“Nós observamos que 90% dos animais que receberam vacinas 'Maps' foram protegidos de uma infecção letal de pneumococo (bactéria que causa a pneumonia)”, comemora, em entrevista ao Correio, Richard Malley, pesquisador da Divisão de Doenças Infecciosas do hospital e coordenador do estudo. “O método pode acelerar o desenvolvimento de novas vacinas para uma gama de sérios agentes infecciosos globais”, completa.
Para entender o que essa forma de proteção tem de diferente, é preciso antes compreender como as imunizações são produzidas atualmente. Malley explica que existem, basicamente, dois tipos de vacinas, que podem ser divididas em celulares (ou vivas) e acelulares (ou de subunidades ou conjugadas), classificadas de acordo com a forma de fabricação.
As primeiras são feitas com células completas de agentes patogênicos enfraquecidos, enquanto as outras, apenas com partes desses agentes. Em geral, as celulares são mais eficazes, pois estimulam uma forte resposta do sistema imunológico. “No entanto, elas podem apresentar efeitos colaterais, devido aos componentes inflamatórios, e são difíceis de se reproduzir de forma padronizada”, acrescenta o pesquisador. Já as vacinas acelulares são uma combinação de partes dos patógenos, feitas de polissacarídeos ou proteínas. Como resultado, elas são mais fáceis de serem padronizadas e geram menos efeitos adversos, mas a resposta imune que provoca nas pessoas acaba se enfraquecendo com o tempo.
Meio-termo
A Maps é uma espécie de meio-termo desses dois procedimentos. “O objetivo desse método é reproduzir a força imunológica das vacinas celulares, mas dentro de um sistema acelular feito com polissacarídeos e proteínas”, prossegue Malley. A técnica conta com a interação de dois componentes que ajudam a conectar as proteínas e os polisscarídeos dos agentes infecciosos: a biotina (molécula da classe das vitaminas) e a rhizavidin (proteína com propriedades similares às da proteína avidina, presente no ovo, e que tem uma forte afinidade com a biotina).
Luciana Leite, doutora em bioquímica e diretora do Centro de Biotecnologia do Instituto Butantan, explica que o processo de fabricação de vacinas conjugadas é demorado devido, por exemplo, à falta de afinidade entre os polissacarídeos do patógeno e as proteínas. “A adição da biotina torna a reação mais eficiente”, atesta a especialista, que não participa do novo estudo.
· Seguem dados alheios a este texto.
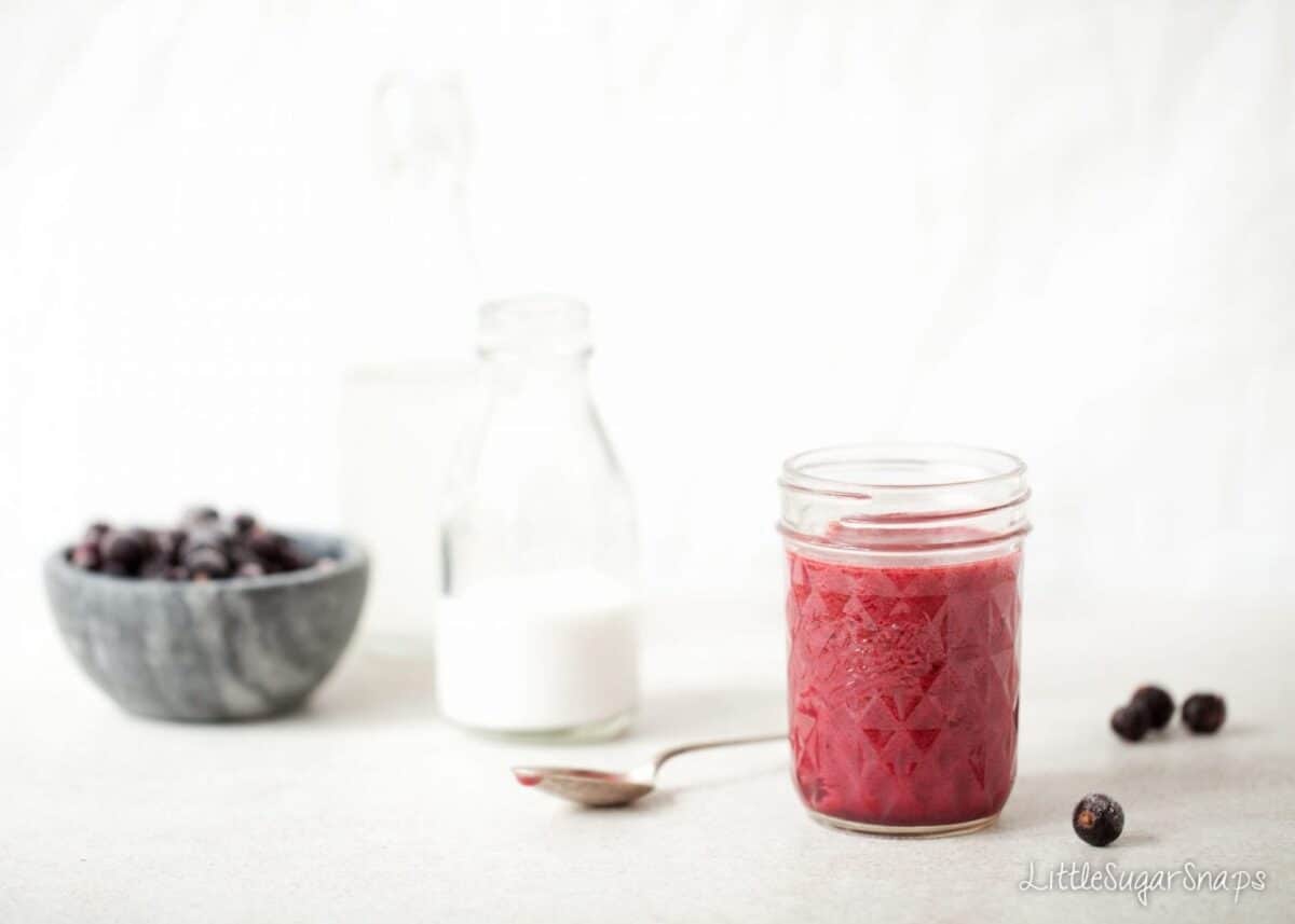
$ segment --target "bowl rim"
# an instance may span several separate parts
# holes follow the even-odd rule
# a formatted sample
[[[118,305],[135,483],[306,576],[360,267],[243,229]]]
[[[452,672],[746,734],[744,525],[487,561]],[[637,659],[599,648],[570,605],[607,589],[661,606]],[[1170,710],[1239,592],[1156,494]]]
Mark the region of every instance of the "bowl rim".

O complexo que resulta dessa organização é parecida com um andaime de polissacarídeos salpicados com proteínas e pode estimular respostas simultâneas de anticorpos e células T de uma forma bem parecida com as vacinas celulares, o que resulta em uma imunidade mais forte ao agente patogênico. “O Maps é basicamente uma forma de fazer vacina acelular com características celulares. Essa tecnologia permite a inclusão de antígenos de forma bastante precisa”, resume Malley.
Promissor
De acordo com o especialista norte-americano, o sistema pode ser aplicado a diversos tipos de imunização. “Tecnicamente, é possível construir vacinas desse tipo para vírus, parasitas e até câncer”, diz. “A formação modular é viável até mesmo para incluir antígenos de múltiplos agentes infecciosos na mesma fórmula”, acrescenta. Segundo ele, se os testes continuarem sendo bem-sucedidos, vacinas Maps poderão estar disponíveis em cerca de dois anos.
Para Luciana Leite, os resultados, até agora, são muito interessantes, com reais possibilidades de diminuição de custos e ampliação da resposta imunológica. Produtos mais baratos, ressalta a brasileira, são importantíssimos para nações mais pobres. “Países em desenvolvimento, muitas vezes, não conseguem comprar vacinas acelulares, que chegam a custar US$ 20 (a dose)”, lembra. “Com o Maps, poderíamos ter mais vacinas que custam centavos de dólar, como é o caso da tríplice viral (contra sarampo, rubéola e parotidite).”
Glóbulos brancos
A célula T, ou linfócito T, é um tipo de leucócito (glóbulo branco). Ela é responsável pela imunidade celular e pela produção de anticorpos sanguíneos, representando entre 65% e 75% dos linfóticos presentes no sangue.
Mais doses
Esse efeito foi observado, por exemplo, na vacina tríplice bacteriana (DPT), contra difteria, coqueluche e tétano. “As vacinas acelulares para coqueluche estão menos eficientes. Está sendo preciso aplicar mais doses por conta dessa insurgência da doença”, diz Luciana Leite, do Instituto Butantan.